For, so extreme was it, that scarcely had I dropt into a sweet sleep. Therefore I dreamed I was feasting at some table luxuriously loaded, where, eating like a glutton, the whole company were astonished to see me, while my imagination was heated by the sensation of famine. Awakened by the pains of hunger, the dishes vanished, and nothing remained but the reality of my distress; the cravings of nature were but inflamed, my tortures prevented sleep, and, looking into futurity, the cruelty of my fate suffered, if possible, increase, from imagining that the prolongation of pangs like these was insupportable. God preserve every honest man from sufferings like mine! They were not to be endured by the villain most obdurate. Many have fasted three days, many have suffered want for a week, or more; but certainly no one, beside myself, ever endured it in the same excess for eleven months. Some have supposed that to eat little might become habitual, but I have experienced the contrary. My hunger increased every day; and of all the trials of fortitude my whole life has afforded, this, of eleven months, was the most bitter.

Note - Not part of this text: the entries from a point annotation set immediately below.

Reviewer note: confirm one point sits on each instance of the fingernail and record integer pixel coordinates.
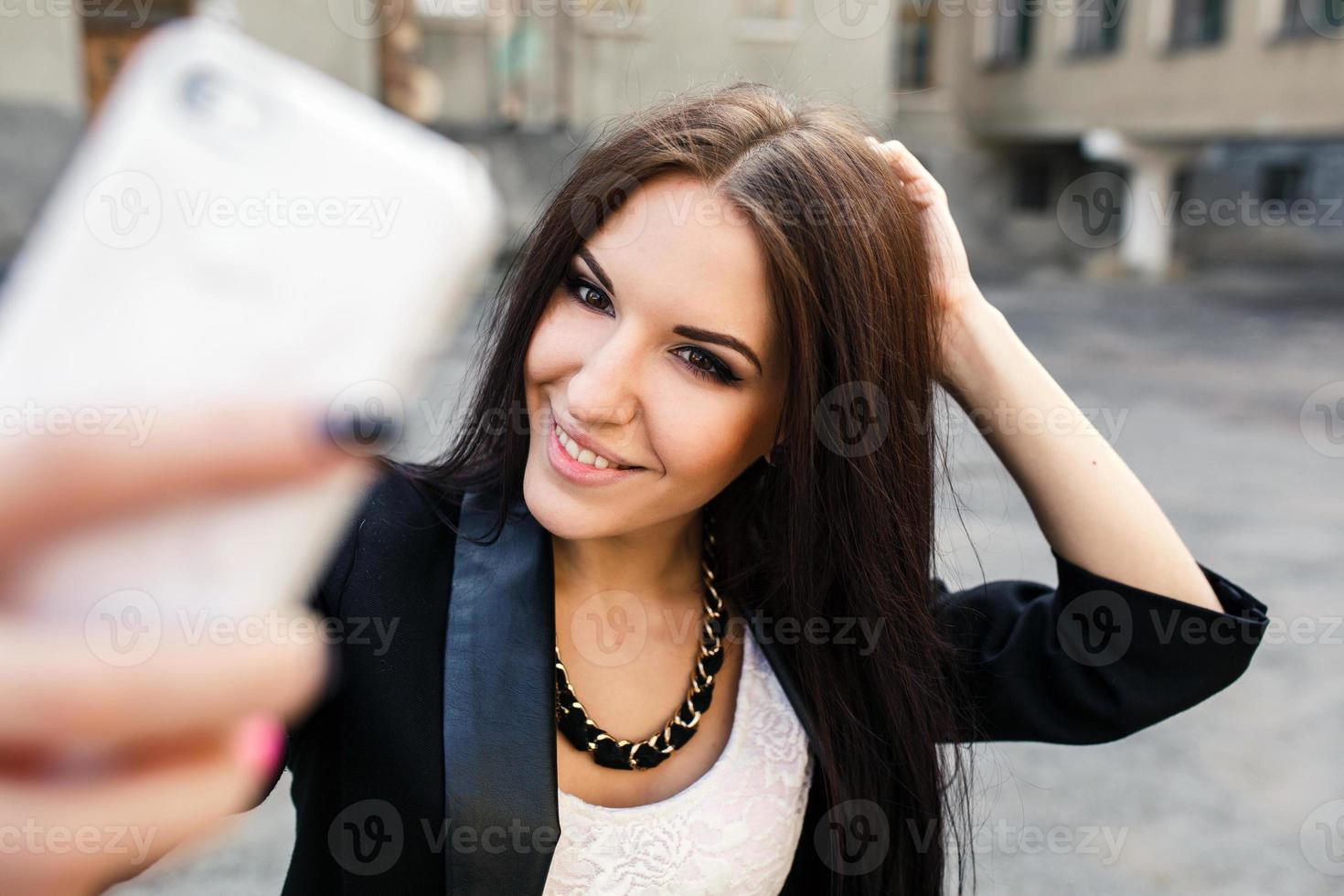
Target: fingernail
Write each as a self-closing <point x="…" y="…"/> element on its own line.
<point x="260" y="743"/>
<point x="362" y="432"/>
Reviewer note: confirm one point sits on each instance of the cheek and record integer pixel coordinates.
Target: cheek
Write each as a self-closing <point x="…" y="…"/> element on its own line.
<point x="707" y="440"/>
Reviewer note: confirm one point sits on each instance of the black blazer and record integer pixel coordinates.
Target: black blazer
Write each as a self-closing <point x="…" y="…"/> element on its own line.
<point x="403" y="784"/>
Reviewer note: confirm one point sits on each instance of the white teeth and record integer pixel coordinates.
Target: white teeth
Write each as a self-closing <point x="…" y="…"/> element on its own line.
<point x="582" y="455"/>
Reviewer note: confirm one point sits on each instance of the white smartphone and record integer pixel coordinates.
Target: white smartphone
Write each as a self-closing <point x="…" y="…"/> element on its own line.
<point x="235" y="225"/>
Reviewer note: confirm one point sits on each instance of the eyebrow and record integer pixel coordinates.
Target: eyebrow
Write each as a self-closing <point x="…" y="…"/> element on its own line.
<point x="682" y="329"/>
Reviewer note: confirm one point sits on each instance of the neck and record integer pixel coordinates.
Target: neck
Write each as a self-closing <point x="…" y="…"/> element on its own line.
<point x="660" y="563"/>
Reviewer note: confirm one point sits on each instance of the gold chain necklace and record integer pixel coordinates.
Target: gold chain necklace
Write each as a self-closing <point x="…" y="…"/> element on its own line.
<point x="580" y="730"/>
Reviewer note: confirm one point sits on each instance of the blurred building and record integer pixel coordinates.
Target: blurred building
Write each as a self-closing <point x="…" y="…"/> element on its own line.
<point x="1105" y="134"/>
<point x="1146" y="134"/>
<point x="523" y="80"/>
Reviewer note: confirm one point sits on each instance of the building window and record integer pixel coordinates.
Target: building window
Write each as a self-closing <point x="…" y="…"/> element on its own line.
<point x="111" y="32"/>
<point x="1098" y="27"/>
<point x="1197" y="23"/>
<point x="914" y="50"/>
<point x="1011" y="37"/>
<point x="1283" y="182"/>
<point x="1031" y="185"/>
<point x="1323" y="17"/>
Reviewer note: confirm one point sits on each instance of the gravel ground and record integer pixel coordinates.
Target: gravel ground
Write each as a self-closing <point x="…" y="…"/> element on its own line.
<point x="1203" y="383"/>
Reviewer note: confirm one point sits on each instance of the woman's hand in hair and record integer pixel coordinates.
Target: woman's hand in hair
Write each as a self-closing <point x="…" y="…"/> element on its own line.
<point x="105" y="767"/>
<point x="1090" y="506"/>
<point x="955" y="292"/>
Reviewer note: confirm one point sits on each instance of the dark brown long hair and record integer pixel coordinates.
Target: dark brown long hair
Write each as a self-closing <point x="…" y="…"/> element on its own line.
<point x="843" y="527"/>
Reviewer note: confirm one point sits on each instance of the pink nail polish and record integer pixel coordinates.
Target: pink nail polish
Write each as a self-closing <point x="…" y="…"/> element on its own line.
<point x="261" y="741"/>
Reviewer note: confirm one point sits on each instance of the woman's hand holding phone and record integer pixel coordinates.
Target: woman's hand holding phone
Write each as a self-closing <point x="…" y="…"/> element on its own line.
<point x="105" y="767"/>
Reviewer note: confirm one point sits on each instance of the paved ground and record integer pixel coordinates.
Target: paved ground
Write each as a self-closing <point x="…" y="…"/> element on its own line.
<point x="1204" y="383"/>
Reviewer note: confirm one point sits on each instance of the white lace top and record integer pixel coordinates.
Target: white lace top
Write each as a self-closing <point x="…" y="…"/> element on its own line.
<point x="732" y="830"/>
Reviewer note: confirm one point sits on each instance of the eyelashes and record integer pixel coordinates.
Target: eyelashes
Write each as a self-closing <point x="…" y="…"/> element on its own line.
<point x="709" y="367"/>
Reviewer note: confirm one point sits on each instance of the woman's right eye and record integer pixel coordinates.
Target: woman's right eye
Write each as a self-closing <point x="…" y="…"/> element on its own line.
<point x="586" y="293"/>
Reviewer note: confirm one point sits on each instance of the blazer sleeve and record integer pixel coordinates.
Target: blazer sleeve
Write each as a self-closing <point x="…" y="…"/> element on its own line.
<point x="1090" y="661"/>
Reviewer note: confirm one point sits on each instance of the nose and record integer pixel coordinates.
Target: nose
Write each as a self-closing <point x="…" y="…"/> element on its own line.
<point x="603" y="392"/>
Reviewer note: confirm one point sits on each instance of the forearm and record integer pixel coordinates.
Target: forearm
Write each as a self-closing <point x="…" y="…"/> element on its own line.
<point x="1089" y="504"/>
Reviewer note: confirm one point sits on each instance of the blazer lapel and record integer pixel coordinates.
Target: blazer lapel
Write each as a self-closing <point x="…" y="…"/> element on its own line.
<point x="499" y="706"/>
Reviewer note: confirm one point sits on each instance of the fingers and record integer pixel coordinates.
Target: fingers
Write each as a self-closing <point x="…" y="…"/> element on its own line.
<point x="53" y="483"/>
<point x="80" y="836"/>
<point x="71" y="698"/>
<point x="907" y="168"/>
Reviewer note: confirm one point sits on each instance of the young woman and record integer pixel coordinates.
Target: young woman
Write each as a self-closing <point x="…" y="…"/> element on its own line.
<point x="692" y="506"/>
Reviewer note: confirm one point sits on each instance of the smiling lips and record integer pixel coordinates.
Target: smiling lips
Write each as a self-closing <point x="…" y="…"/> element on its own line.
<point x="580" y="465"/>
<point x="582" y="454"/>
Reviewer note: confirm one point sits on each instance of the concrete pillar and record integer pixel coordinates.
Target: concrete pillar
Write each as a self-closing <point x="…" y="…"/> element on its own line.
<point x="1149" y="220"/>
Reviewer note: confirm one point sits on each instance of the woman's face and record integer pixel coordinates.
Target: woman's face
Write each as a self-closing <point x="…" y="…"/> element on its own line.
<point x="656" y="352"/>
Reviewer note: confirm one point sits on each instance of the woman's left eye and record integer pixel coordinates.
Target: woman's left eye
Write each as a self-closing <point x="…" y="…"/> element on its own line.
<point x="699" y="361"/>
<point x="705" y="364"/>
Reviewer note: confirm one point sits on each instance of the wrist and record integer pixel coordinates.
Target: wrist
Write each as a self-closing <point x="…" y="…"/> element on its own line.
<point x="969" y="341"/>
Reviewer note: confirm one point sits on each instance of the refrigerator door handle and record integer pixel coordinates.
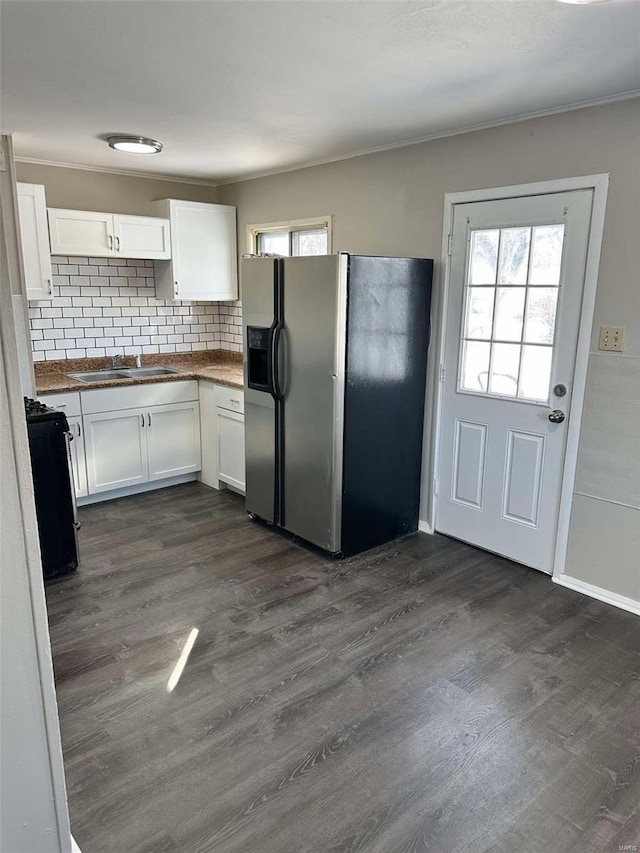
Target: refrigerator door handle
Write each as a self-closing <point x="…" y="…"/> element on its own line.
<point x="275" y="362"/>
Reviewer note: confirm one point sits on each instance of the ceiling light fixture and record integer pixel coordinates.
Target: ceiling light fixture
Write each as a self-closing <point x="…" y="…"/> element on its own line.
<point x="135" y="144"/>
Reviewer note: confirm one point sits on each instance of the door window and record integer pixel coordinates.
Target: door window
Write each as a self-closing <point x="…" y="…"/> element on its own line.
<point x="511" y="296"/>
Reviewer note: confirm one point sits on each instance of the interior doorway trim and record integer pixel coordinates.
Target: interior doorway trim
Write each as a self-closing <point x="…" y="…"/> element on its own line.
<point x="599" y="185"/>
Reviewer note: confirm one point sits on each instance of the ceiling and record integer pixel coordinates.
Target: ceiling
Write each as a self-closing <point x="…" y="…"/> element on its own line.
<point x="238" y="88"/>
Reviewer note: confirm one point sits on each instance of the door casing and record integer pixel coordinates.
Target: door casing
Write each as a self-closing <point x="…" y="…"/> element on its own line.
<point x="599" y="184"/>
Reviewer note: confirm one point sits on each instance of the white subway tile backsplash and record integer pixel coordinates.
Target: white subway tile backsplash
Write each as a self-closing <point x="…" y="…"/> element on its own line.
<point x="97" y="301"/>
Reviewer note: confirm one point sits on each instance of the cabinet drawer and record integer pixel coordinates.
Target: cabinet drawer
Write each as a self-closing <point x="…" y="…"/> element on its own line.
<point x="68" y="402"/>
<point x="229" y="398"/>
<point x="138" y="396"/>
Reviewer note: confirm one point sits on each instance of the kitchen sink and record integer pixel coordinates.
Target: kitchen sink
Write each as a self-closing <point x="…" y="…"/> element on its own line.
<point x="98" y="375"/>
<point x="141" y="372"/>
<point x="123" y="373"/>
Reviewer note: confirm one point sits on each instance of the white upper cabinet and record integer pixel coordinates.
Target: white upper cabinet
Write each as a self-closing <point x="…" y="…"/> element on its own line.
<point x="203" y="263"/>
<point x="142" y="237"/>
<point x="32" y="207"/>
<point x="108" y="235"/>
<point x="81" y="232"/>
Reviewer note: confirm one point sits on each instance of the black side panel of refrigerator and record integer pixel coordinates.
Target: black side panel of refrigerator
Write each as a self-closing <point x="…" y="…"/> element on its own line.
<point x="388" y="327"/>
<point x="54" y="503"/>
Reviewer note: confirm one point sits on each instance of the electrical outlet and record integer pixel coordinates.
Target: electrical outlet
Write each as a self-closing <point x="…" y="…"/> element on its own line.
<point x="611" y="338"/>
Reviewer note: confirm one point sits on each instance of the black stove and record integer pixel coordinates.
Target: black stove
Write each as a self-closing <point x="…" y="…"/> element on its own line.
<point x="49" y="439"/>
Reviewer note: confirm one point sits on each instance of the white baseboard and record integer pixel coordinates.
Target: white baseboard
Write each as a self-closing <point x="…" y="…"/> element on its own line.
<point x="136" y="490"/>
<point x="598" y="592"/>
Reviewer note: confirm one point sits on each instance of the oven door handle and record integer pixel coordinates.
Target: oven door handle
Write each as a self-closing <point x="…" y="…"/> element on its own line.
<point x="68" y="438"/>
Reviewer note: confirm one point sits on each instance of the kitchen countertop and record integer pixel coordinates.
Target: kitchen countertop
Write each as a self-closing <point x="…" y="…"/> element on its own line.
<point x="219" y="366"/>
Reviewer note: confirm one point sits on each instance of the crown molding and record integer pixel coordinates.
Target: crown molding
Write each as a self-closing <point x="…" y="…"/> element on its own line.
<point x="154" y="176"/>
<point x="593" y="102"/>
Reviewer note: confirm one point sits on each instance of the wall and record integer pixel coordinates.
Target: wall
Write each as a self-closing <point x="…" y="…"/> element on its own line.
<point x="106" y="306"/>
<point x="34" y="809"/>
<point x="392" y="202"/>
<point x="84" y="189"/>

Petitions, remonstrances, were of no avail; the answer was--"We must give no more, such is the King's command." The Governor, General Borck, born the enemy of man, replied, when I entreated, at least, to have my fill of bread, "You have feasted often enough out of the service of plate taken from the King, by Trenck, at the battle of Sorau; you must now eat ammunition bread in your dirty kennel. Your Empress makes no allowance for your maintenance, and you are unworthy of the bread you eat, or the trouble taken about you."Judge, reader, what pangs such insolence, added to such sufferings must inflict. Judge what were my thoughts, foreseeing, as I did, an endless duration to this imprisonment and these torments.

My three doors were kept ever shut, and I was left to such meditations as such feelings and such hopes might inspire. Daily, about noon, once in twenty-four hours, my pittance of bread and water was brought. The keys of all the doors were kept by the governor; the inner door was not opened, but my bread and water were delivered through an aperture. The prison doors were opened only once a week, on a Wednesday, when the governor and town major, my hole having been first cleaned, paid their visit.